= Canada Development Corporation =

The Canada Development Corporation was a Canadian corporation, based in Toronto, created and partly owned by the federal government and charged with developing and maintaining Canadian-controlled companies in the private sector through a mixture of public and private investment. It was technically not a crown corporation as it was intended to generate a profit and was created with the intention that, eventually, the government would own no more than 10% of its holdings; it did not require approvals of the Governor-in-Council for its activities and did not report to parliament. Its objectives and capitalization, however, were set out by parliament and any changes to its objects decided upon by the Board of Directors had to be approved by parliament.

==History==
The CDC was created as a result of Walter Gordon's Royal Commission on Canada's Economic Prospects, and the 1968 Watkins Report commissioned by Gordon, in an attempt to redress the problem of foreign ownership in the Canadian economy by stimulating the development of Canadian owned corporations, particularly in the field of natural resources and industry.

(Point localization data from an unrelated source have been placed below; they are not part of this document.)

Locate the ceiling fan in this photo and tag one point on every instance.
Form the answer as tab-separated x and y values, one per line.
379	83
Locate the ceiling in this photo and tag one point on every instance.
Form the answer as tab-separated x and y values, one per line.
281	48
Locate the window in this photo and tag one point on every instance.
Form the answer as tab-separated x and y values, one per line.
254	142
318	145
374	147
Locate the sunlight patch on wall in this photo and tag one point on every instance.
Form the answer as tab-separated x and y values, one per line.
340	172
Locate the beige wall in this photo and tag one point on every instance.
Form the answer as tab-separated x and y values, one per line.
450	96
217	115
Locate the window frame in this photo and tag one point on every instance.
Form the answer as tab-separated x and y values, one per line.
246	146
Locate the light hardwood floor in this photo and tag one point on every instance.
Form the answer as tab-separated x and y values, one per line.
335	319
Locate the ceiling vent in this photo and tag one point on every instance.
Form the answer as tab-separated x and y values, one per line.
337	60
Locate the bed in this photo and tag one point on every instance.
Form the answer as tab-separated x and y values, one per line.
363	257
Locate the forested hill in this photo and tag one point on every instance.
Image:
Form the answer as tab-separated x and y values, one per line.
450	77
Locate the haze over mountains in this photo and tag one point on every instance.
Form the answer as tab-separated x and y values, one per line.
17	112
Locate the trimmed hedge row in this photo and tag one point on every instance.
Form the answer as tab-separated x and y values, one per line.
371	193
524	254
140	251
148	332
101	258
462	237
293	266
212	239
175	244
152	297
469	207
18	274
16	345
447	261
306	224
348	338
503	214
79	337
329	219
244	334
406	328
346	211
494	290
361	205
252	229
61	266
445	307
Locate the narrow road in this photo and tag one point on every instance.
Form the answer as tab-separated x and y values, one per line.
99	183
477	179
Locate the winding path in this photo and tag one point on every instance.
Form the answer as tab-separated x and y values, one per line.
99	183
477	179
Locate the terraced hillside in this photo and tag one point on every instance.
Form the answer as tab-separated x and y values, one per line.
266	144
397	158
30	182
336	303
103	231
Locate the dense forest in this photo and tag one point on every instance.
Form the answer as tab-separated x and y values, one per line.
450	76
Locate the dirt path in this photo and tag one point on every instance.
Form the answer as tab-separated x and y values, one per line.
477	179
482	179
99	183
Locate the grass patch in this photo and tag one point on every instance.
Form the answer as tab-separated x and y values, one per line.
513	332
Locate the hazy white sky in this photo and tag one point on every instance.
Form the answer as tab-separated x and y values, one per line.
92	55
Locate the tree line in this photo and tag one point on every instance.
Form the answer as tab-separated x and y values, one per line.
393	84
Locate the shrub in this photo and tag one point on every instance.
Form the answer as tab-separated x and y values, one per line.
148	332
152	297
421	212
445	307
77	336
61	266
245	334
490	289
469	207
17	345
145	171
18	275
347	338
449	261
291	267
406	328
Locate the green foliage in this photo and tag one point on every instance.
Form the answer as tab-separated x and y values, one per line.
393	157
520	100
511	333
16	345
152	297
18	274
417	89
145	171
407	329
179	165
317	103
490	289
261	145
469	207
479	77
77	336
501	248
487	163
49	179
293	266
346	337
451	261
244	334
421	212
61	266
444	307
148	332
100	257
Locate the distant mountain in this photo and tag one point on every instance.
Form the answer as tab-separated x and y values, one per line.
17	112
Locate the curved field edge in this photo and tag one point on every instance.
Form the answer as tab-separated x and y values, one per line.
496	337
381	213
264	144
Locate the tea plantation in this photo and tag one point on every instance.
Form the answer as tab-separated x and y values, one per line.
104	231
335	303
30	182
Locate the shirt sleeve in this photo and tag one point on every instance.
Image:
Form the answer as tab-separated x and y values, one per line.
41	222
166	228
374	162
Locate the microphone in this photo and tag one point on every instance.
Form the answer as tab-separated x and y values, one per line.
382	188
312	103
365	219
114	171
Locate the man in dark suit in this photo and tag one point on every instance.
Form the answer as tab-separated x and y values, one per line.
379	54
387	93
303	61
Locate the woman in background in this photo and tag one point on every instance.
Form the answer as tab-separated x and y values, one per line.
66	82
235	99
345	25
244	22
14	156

About 31,000 private shareholders invested in the corporation. An early purchase of the corporation was Connaught Laboratories, the original manufacturer of insulin.

Major investments owned by the CDC included holdings in petroleum, mines and petrochemicals including Polymer Corporation, an asset transferred to it by the Canadian government. By 1982 the CDC had a 58% stake in the Savin Corporation.

In 1986 the Corporation was dismantled as part of the Mulroney government's program of privatization.